A full jug of orange liquid arched beautifully through the air and landed squarely on Elias.
“Oh my God!” Lyra gasped, sprawled. Scrambled eggs clung to her arm, and toast was stuck in her hair. She blinked rapidly as a rogue sausage rolled down her dress and came to a dignified stop on her lap.
Thaddeus looked like he was about to implode. “My lady! I—I am so sorry! Are you alright?” He rushed to her side, helping her to her feet.

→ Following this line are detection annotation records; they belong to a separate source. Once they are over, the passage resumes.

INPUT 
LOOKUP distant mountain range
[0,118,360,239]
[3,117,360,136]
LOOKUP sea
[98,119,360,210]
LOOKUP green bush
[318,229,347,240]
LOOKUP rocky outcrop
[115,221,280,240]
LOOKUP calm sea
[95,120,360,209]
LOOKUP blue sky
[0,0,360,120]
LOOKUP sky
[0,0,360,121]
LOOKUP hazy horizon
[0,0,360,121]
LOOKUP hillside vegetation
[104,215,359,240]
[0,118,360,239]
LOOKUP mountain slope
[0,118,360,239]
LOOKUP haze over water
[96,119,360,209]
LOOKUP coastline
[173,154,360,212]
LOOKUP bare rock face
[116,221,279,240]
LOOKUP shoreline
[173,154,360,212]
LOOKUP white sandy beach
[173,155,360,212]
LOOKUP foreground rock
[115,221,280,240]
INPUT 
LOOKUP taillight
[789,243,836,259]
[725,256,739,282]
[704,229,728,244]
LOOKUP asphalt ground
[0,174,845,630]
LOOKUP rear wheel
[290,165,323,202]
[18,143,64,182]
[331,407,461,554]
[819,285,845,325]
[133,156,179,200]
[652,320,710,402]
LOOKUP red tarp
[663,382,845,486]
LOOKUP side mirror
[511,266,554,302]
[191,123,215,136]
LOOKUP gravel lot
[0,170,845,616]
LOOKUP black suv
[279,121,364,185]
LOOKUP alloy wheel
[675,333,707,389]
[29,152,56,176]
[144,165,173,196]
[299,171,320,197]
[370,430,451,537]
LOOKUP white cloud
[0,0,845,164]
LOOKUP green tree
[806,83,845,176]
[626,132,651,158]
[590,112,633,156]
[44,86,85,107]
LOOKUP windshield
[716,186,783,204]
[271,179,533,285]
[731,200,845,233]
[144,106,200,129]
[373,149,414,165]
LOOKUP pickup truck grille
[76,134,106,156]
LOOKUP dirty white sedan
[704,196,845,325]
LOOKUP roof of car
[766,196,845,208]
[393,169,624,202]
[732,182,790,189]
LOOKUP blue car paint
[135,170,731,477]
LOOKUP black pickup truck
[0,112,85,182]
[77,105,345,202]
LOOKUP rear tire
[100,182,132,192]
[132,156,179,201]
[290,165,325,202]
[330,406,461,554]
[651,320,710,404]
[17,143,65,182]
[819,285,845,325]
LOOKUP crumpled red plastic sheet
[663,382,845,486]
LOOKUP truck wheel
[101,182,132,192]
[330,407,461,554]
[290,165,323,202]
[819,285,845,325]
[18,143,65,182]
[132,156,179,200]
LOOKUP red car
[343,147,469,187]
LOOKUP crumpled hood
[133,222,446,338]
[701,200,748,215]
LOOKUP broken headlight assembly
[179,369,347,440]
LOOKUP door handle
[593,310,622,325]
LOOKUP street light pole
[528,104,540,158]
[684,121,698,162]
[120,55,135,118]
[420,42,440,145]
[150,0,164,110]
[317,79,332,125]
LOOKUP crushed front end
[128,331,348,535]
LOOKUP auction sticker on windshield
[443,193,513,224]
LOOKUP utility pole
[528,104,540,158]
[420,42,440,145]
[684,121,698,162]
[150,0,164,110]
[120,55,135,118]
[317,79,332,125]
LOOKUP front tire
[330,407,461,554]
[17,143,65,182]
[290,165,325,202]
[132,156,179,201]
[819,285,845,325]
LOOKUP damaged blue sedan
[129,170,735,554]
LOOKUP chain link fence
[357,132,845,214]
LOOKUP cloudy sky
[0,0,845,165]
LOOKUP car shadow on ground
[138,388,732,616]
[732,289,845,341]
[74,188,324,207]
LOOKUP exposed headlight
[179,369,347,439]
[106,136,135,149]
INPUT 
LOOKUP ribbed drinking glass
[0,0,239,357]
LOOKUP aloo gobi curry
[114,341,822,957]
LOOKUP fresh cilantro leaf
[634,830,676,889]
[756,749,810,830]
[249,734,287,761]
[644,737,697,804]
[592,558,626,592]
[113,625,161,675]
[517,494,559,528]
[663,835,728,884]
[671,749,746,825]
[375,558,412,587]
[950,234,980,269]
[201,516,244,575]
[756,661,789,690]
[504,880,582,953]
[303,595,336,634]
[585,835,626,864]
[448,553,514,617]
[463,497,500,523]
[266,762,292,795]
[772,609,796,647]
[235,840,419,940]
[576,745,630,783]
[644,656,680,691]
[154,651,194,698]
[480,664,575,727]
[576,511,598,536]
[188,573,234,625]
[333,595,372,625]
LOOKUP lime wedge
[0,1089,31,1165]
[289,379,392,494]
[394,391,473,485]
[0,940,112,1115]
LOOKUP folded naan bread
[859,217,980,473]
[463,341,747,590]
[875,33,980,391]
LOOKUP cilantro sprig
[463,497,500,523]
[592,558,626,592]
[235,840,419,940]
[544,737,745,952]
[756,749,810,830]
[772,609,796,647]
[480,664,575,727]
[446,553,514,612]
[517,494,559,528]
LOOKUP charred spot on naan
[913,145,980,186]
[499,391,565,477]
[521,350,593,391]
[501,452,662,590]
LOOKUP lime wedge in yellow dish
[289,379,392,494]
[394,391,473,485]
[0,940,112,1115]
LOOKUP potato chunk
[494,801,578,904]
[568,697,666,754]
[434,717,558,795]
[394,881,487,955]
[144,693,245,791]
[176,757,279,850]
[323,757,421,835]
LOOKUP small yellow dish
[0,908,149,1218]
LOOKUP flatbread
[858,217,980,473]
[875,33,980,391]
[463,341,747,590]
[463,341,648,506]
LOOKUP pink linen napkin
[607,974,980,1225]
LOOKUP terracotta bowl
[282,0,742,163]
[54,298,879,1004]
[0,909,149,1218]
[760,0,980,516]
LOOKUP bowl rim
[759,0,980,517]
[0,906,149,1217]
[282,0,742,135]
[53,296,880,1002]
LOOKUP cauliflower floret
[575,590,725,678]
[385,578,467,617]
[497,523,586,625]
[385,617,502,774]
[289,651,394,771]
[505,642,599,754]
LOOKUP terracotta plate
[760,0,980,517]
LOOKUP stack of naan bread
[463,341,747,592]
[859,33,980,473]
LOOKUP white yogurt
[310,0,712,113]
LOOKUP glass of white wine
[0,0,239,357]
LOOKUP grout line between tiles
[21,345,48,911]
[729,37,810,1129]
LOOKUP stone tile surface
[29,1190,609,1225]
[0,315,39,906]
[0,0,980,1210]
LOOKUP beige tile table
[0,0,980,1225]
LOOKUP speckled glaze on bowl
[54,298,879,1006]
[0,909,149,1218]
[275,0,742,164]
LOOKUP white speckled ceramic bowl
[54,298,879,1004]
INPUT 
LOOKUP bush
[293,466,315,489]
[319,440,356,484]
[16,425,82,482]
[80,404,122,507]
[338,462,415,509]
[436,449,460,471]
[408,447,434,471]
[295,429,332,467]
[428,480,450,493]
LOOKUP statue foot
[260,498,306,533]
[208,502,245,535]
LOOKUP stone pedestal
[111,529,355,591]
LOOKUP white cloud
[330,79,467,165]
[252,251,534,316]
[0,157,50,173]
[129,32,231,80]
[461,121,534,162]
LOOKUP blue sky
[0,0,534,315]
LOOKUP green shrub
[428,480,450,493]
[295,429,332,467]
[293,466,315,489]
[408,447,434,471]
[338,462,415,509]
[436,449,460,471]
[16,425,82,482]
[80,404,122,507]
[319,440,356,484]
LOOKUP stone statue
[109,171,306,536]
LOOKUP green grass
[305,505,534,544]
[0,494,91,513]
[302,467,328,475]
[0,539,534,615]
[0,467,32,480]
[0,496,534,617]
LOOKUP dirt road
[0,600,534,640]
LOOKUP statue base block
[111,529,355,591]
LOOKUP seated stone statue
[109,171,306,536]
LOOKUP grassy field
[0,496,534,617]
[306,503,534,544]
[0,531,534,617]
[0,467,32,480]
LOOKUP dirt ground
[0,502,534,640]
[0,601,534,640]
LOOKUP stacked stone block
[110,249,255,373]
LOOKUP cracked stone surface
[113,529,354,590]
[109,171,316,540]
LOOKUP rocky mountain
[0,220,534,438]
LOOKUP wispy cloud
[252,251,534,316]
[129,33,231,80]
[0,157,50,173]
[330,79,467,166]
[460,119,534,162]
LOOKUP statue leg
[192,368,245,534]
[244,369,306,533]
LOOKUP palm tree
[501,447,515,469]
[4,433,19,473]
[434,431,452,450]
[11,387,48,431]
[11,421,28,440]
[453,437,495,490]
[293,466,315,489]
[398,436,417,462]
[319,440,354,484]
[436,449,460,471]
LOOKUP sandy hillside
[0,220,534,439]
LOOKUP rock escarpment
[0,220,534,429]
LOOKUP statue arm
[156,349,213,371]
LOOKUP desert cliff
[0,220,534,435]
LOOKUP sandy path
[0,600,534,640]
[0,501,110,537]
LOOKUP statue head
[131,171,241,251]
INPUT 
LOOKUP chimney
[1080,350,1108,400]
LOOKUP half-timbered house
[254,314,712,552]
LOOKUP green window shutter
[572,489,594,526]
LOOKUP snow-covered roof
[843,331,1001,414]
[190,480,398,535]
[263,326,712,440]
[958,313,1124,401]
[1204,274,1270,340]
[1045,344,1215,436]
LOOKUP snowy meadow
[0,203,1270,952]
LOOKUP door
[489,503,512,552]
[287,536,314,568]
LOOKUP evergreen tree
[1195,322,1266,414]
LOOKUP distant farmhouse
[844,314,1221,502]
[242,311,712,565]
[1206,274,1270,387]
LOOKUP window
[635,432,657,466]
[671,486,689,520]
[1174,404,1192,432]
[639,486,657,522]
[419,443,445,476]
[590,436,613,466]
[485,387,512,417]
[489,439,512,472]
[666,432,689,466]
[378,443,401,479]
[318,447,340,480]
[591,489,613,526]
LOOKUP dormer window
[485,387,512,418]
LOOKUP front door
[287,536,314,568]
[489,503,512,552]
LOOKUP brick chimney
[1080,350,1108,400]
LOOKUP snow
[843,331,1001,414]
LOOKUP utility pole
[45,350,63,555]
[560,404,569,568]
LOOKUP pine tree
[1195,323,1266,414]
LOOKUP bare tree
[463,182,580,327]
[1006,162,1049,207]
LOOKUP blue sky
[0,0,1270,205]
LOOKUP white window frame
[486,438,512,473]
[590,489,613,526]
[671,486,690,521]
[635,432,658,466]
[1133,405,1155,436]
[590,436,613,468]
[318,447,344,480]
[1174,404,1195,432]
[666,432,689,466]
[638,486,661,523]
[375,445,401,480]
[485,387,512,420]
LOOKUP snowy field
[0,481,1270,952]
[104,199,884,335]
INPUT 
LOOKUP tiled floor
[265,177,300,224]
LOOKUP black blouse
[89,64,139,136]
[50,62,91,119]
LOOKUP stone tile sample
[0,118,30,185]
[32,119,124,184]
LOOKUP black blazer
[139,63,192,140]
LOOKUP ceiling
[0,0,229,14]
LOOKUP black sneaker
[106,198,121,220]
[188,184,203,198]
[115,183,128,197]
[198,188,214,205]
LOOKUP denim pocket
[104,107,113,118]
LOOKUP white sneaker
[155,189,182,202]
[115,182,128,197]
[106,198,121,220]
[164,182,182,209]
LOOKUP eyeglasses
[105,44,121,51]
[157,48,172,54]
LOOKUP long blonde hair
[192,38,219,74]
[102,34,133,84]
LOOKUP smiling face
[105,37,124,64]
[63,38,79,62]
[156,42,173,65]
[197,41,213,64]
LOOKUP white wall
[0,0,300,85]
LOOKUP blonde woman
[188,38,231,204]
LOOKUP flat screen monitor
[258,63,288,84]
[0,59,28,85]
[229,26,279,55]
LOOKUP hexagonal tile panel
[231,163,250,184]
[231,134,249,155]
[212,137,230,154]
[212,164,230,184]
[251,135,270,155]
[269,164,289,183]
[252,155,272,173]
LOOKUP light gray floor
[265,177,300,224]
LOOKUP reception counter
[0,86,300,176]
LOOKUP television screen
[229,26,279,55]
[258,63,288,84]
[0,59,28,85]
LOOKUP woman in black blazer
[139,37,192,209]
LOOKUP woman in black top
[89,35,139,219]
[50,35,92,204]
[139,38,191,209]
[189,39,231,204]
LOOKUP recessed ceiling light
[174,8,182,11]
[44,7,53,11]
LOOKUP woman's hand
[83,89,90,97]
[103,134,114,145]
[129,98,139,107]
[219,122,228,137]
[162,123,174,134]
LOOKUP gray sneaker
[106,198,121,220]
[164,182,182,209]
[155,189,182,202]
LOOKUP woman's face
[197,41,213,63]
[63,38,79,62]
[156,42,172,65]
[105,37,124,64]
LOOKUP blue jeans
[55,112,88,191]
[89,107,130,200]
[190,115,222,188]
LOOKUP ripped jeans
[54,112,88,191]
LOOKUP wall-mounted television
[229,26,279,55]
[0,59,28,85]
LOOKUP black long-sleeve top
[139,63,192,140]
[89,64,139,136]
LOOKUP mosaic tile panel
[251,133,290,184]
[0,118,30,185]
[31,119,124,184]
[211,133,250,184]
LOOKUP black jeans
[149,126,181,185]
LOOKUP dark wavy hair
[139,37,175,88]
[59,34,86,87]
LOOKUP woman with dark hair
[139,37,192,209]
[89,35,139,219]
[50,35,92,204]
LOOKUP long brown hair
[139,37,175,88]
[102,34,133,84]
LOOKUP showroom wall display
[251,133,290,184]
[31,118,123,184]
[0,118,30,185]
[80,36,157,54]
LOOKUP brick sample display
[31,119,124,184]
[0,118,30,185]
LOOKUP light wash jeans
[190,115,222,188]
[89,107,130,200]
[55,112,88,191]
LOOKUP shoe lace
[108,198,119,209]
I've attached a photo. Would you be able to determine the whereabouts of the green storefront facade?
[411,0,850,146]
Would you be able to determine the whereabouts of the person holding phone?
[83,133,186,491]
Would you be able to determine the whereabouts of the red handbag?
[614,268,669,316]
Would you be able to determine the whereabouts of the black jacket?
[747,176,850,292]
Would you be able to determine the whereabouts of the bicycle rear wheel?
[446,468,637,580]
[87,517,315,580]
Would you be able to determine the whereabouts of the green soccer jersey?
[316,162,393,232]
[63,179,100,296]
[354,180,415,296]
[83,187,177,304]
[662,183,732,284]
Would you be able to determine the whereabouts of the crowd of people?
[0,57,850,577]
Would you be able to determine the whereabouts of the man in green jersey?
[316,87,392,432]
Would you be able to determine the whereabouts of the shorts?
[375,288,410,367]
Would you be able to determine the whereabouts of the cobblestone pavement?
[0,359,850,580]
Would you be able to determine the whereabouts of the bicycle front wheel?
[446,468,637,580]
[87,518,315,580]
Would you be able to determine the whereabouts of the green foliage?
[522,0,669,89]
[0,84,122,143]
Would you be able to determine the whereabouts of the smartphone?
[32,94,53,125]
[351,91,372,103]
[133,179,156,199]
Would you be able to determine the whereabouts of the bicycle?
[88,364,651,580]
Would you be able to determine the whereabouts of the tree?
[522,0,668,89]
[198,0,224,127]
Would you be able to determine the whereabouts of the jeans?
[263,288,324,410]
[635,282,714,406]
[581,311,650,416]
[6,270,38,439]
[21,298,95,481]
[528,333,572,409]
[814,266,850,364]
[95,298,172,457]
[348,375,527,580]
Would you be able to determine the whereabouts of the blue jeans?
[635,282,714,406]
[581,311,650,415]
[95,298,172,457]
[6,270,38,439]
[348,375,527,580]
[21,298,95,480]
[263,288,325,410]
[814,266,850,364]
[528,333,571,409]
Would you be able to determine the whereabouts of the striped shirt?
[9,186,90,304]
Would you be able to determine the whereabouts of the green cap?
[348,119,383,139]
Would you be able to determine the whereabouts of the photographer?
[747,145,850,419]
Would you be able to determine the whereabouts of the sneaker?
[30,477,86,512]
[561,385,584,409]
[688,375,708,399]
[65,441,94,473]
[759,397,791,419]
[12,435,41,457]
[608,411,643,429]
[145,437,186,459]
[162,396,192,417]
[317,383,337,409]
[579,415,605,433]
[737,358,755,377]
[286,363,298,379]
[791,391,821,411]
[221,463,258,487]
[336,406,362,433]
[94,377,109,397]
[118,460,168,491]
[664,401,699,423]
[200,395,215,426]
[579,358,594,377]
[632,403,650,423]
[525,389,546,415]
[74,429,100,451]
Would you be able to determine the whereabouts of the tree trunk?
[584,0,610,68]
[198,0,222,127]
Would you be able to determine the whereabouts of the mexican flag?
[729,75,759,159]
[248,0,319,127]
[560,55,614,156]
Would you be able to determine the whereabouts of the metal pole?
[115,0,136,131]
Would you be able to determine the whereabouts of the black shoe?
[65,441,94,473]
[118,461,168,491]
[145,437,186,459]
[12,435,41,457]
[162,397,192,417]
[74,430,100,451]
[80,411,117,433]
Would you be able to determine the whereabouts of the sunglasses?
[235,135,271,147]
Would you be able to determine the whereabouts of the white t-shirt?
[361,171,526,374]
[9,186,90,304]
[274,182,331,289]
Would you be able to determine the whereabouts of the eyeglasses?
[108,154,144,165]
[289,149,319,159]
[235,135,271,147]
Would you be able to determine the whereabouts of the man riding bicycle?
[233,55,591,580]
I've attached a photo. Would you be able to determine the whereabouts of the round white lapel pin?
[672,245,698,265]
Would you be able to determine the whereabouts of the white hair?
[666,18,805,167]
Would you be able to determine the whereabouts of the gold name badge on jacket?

Thaddeus took one look at Elias and froze. His eyes widened in utter horror as he took in the juice-soaked attire.
“Your Highness! I… Oh Lord,” Thaddeus breathed. His lips moved but no words came out. He looked like he might start doing the sign of the cross at any moment.
Elias, dabbing at his once-impeccable tunic with the faintest shred of his dignity, sighed with the deep, exhausted breath of a man who had seen battle and survived… only to be taken down by breakfast. “Thaddeus,” he said slowly, “it is not your fault.”
Relief began to flicker across Thaddeus’s face.
“We just happen to have a guest who has issues staying on her feet.” Elias’s tone turned sharp, biting, and then—he turned to Lyra, one brow raised in mock horror—“Were you dropped as a child?”
Lyra, dripping orange juice, and righteous fury, narrowed her eyes at him. “Oh, go to hell,” she snapped, standing tall despite the piece of egg in her ponytail.
“I have never in my life,” Elias began, “seen anyone fail so epically at being proper.”
Lyra gasped indignantly. “Excuse me?! I tripped!”
“For the love of God!” Elias threw his arms up in disbelief. “Would it kill you to act like a lady?”
She took a step forward. “Would it kill you to stop being insufferable?”
Thaddeus stood frozen between them. “Perhaps…a fresh dress?” he squeaked hopefully.
Lyra turned to Thaddeus sheepishly. “So… I guess you could say I made quite the splash at breakfast.”
“I’ll just—uh—fetch a maid.” Thaddeus said and disappeared.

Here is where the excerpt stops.